JULIA. DÍA 16: Bollería con condimento

Yo sé que si mi hermana no me lleva la contraria no es feliz. Si yo digo blanco, ella negro, yo digo qué hortera, ella guapísimo, tía; si yo digo delinquir a ella le apetece ir por la vía legal. Parece que se me ha ido la olla un poco, pero ese es nuestro grado de desesperación familiar. La cooperativa de mi madre nos va a llevar a la ruina, ni Toñi, Puri, Carmina ni Curro pasarían ni la primera fase de Masterchef Junior. Y el azúcar, la harina y todo el caramelo de colorines que compra mi madre al por mayor nos cuesta casi lo que gana mi padre dando clases particulares. Ayer estuve hablando con él sobre el tema para pedirle que hable en serio con mi madre, pero no quiere ni hablar del tema.

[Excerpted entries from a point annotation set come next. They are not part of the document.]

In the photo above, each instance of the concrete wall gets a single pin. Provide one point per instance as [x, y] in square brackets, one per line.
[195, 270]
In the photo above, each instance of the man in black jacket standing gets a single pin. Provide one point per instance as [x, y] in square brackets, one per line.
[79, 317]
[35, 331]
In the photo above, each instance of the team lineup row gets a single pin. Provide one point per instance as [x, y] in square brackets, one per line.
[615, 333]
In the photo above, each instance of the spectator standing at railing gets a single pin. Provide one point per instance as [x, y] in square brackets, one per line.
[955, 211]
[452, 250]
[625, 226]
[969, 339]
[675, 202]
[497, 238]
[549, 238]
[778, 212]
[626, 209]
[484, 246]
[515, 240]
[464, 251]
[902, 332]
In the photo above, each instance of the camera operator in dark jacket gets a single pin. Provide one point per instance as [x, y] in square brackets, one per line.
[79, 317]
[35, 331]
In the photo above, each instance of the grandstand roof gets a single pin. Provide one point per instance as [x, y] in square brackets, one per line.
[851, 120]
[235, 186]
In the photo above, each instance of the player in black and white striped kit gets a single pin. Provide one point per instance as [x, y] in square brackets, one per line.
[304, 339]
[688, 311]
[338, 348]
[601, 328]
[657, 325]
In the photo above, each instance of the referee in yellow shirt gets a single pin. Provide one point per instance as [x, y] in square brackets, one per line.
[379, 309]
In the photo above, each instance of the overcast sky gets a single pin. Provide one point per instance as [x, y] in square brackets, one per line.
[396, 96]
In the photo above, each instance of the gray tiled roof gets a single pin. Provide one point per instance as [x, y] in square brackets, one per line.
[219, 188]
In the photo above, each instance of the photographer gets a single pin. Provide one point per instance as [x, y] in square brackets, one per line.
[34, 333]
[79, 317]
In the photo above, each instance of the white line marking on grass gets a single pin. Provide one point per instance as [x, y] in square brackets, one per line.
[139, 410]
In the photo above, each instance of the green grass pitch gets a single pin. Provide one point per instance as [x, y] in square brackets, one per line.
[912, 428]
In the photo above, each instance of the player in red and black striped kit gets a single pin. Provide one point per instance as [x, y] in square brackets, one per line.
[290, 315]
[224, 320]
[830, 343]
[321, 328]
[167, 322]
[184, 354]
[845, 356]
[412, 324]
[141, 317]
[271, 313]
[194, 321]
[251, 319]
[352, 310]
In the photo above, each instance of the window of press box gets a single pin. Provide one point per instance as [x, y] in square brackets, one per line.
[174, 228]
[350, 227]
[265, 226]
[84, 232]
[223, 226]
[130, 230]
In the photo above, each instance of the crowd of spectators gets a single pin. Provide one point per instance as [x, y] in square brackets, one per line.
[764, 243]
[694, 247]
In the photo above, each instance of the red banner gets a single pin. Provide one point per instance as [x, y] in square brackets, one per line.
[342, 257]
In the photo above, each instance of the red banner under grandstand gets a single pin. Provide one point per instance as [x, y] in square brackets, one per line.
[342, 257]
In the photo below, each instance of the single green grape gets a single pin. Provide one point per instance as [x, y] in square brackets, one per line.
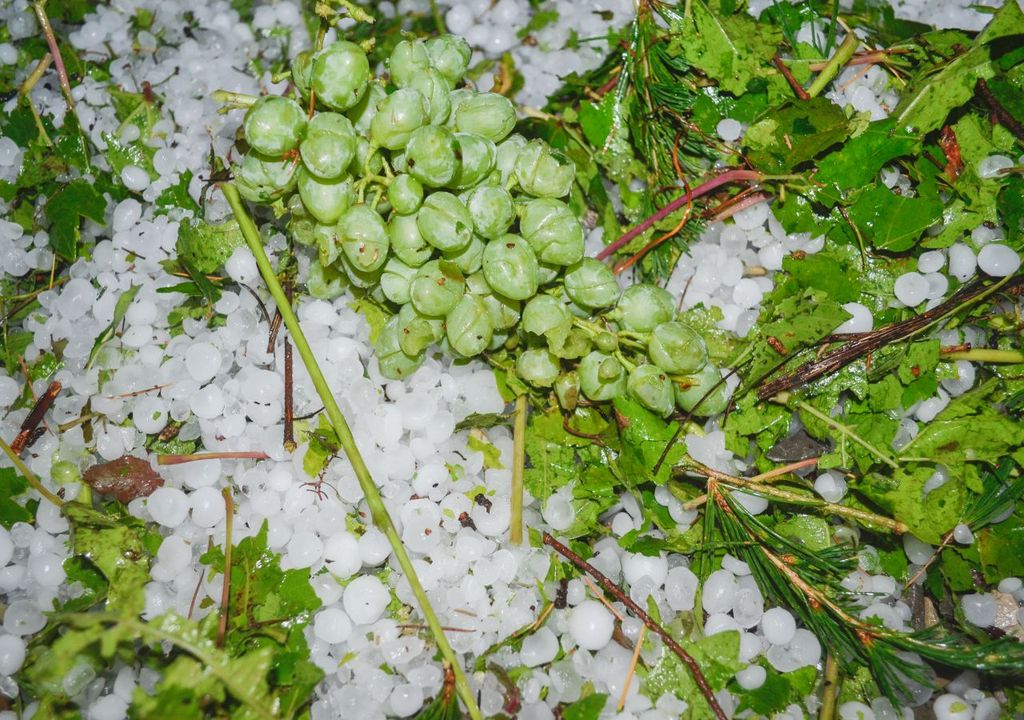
[329, 146]
[273, 125]
[450, 55]
[394, 363]
[263, 179]
[444, 222]
[545, 313]
[601, 377]
[340, 75]
[510, 266]
[395, 281]
[470, 258]
[468, 326]
[538, 367]
[543, 171]
[364, 238]
[690, 391]
[435, 89]
[430, 156]
[399, 114]
[492, 210]
[643, 306]
[677, 348]
[649, 386]
[325, 200]
[552, 230]
[436, 288]
[476, 160]
[409, 58]
[406, 195]
[591, 284]
[407, 243]
[486, 114]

-Cuando se quedó en el paro estuvo seis meses sin salir de la cama. Si se entretiene con las magdalenas, pues mira qué bien.

-Papá, no es que se entretenga, es que nos va a arruinar, ¿tú sabes cuánto cuesta una visita al notario? Más que a un cirujano plástico.

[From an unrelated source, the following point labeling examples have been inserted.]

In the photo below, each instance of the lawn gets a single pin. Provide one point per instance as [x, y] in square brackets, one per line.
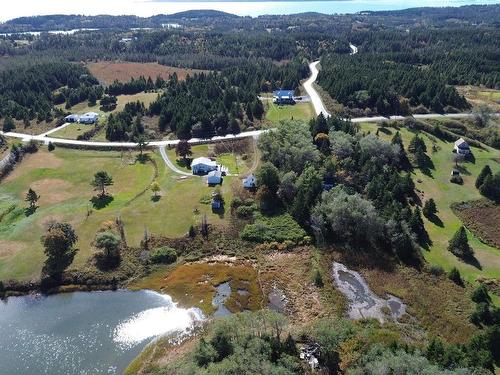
[438, 186]
[72, 131]
[299, 111]
[62, 179]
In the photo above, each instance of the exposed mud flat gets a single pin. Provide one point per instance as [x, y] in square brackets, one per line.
[363, 303]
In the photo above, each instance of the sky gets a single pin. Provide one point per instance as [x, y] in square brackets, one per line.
[17, 8]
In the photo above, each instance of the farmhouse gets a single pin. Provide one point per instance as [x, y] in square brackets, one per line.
[462, 147]
[72, 118]
[214, 178]
[283, 97]
[203, 165]
[250, 182]
[89, 118]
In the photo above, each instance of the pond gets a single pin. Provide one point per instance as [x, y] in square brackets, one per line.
[85, 332]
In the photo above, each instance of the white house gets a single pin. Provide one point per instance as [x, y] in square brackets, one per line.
[214, 178]
[462, 147]
[250, 182]
[89, 118]
[203, 165]
[72, 118]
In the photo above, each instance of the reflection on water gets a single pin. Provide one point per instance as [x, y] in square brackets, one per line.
[84, 333]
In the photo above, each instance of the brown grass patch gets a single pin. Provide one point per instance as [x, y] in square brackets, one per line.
[107, 72]
[439, 305]
[52, 190]
[194, 284]
[9, 248]
[291, 273]
[34, 161]
[482, 218]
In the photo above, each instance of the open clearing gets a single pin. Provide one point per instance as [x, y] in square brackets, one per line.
[437, 186]
[182, 203]
[299, 111]
[107, 72]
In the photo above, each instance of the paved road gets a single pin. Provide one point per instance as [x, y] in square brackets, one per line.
[311, 91]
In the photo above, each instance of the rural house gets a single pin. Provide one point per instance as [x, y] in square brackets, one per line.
[283, 97]
[214, 178]
[462, 147]
[89, 118]
[250, 182]
[203, 165]
[72, 118]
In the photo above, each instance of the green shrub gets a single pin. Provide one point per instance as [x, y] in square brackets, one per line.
[165, 255]
[276, 228]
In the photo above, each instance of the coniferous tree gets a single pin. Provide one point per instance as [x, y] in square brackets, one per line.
[459, 244]
[430, 208]
[486, 171]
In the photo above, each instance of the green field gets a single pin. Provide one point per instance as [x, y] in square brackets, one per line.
[438, 186]
[146, 97]
[299, 111]
[62, 179]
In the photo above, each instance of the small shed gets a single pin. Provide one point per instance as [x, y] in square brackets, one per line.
[203, 165]
[89, 118]
[72, 118]
[462, 147]
[250, 182]
[283, 97]
[216, 204]
[214, 178]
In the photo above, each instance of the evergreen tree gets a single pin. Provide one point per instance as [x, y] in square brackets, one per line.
[454, 275]
[32, 197]
[459, 244]
[429, 209]
[100, 181]
[8, 124]
[486, 171]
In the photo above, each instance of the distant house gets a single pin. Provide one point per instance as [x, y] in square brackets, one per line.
[203, 165]
[89, 118]
[214, 178]
[72, 118]
[462, 147]
[250, 182]
[283, 97]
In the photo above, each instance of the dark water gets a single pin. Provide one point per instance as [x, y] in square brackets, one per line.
[84, 333]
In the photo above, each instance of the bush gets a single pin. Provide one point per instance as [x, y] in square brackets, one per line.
[436, 270]
[165, 255]
[454, 275]
[276, 228]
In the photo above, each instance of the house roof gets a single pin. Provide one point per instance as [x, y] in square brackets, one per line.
[215, 174]
[203, 160]
[461, 143]
[283, 94]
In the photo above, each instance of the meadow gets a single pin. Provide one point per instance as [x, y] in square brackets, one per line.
[437, 185]
[62, 179]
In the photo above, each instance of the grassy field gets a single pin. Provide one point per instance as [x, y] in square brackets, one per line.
[299, 111]
[437, 186]
[146, 97]
[62, 179]
[107, 72]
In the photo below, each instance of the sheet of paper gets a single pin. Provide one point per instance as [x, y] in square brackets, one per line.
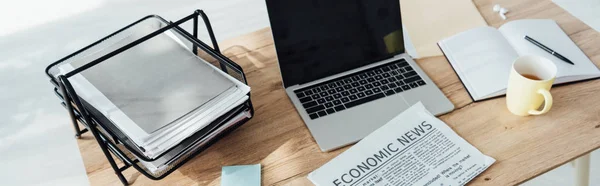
[482, 58]
[429, 21]
[584, 10]
[240, 175]
[547, 32]
[414, 148]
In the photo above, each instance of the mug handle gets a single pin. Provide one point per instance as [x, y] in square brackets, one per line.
[547, 104]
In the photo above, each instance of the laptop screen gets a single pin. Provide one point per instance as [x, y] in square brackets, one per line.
[320, 38]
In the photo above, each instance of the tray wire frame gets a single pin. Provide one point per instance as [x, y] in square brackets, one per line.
[107, 140]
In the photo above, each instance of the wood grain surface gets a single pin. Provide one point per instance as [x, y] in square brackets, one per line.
[277, 138]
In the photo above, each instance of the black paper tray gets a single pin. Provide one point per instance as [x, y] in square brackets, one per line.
[109, 137]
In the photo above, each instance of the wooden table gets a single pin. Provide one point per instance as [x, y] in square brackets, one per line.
[524, 147]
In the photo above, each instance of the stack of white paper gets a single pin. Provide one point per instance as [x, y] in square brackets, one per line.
[157, 93]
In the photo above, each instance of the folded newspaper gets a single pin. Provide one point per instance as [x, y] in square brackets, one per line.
[414, 148]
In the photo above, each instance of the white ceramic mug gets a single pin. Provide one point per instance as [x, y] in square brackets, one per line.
[529, 84]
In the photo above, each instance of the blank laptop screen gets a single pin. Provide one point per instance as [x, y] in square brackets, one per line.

-Bueno, yo estoy buscando trabajo y ahora también tenemos tu sueldo, ¿no?

-Sí, pero yo necesito ahorrar para volver a Londres.

-Hija, tenemos que hacer un esfuerzo para ayudar a tu madre, no podemos dejar que se hunda otra vez, no lo soportaría. Además, si seguro que se aburre de la cooperativa y vuelve a vender magdalenas a los vecinos, yo no veo que tenga mucha afinidad con Toñi.

Así que para que mi madre no se deprima tenemos que hundirnos el resto de la familia. Pues no lo voy a permitir, mi padre tiene horchata en las venas y piensa que los problemas se van a resolver solos. Si es que son hombres. Yo sigo con la idea de las magdalenas con condimento, me parece que es un nicho de mercado que aún no está cubierto. Que yo no las pienso probar, eh, pero que reconozco que es un producto de calidad. Además, las cultiva Adri y solo las riega con agua, son totalmente naturales. No quiero que recaiga sobre mi conciencia intoxicar a la gente o crear nuevos yonkis. Yo solo quiero que la gente se relaje un poco…

Se me ocurrió hablar con Rastas y con Abdul, el chico pakistaní de la tienda de debajo de mi casa para distribuir bollería con condimento. Rastas está entusiasmado con la idea y el abuelo salió de la trastienda con un carro de cervezas para felicitarme por la iniciativa. “Pensé que se le había ocurrido a la otra, tú eres más sosa”. Gracias, abuelo, ya veo quién es tu nieta favorita. Abdul estaba un poco reticente, pero el abuelo se encargó de convencerle diciéndole que él mete las magdalenas en el carrito con las cervezas, no hay problema.

(¿Esta es mi familia?)

Cuando volví a casa me esperaba una sorpresa aún mejor: Adri y mi hermana. Me habían comprado unos bombones Caja Granate, mis favoritos desde pequeña. No, si Lola cuando quiere… Entre bombón y bombón me confesaron que se precipitaron al decirme que no, que al fin y al cabo yo he estudiado para esto, para vender y visualizar oportunidades de negocio y que ellos no saben. Les dejé que se arrastraran un rato, a Adrián no le costaba mucho, pero Lola estaba verde. Lo de vender magdalenas en la fotocopiadora parece que va a tirar para adelante. Lo de vender magdalenas con la cerveza de mi abuelo, parece que también. Un muffin para cada día despega, por fin. ¿Y de dónde voy a sacar yo ahora tanta marihuana?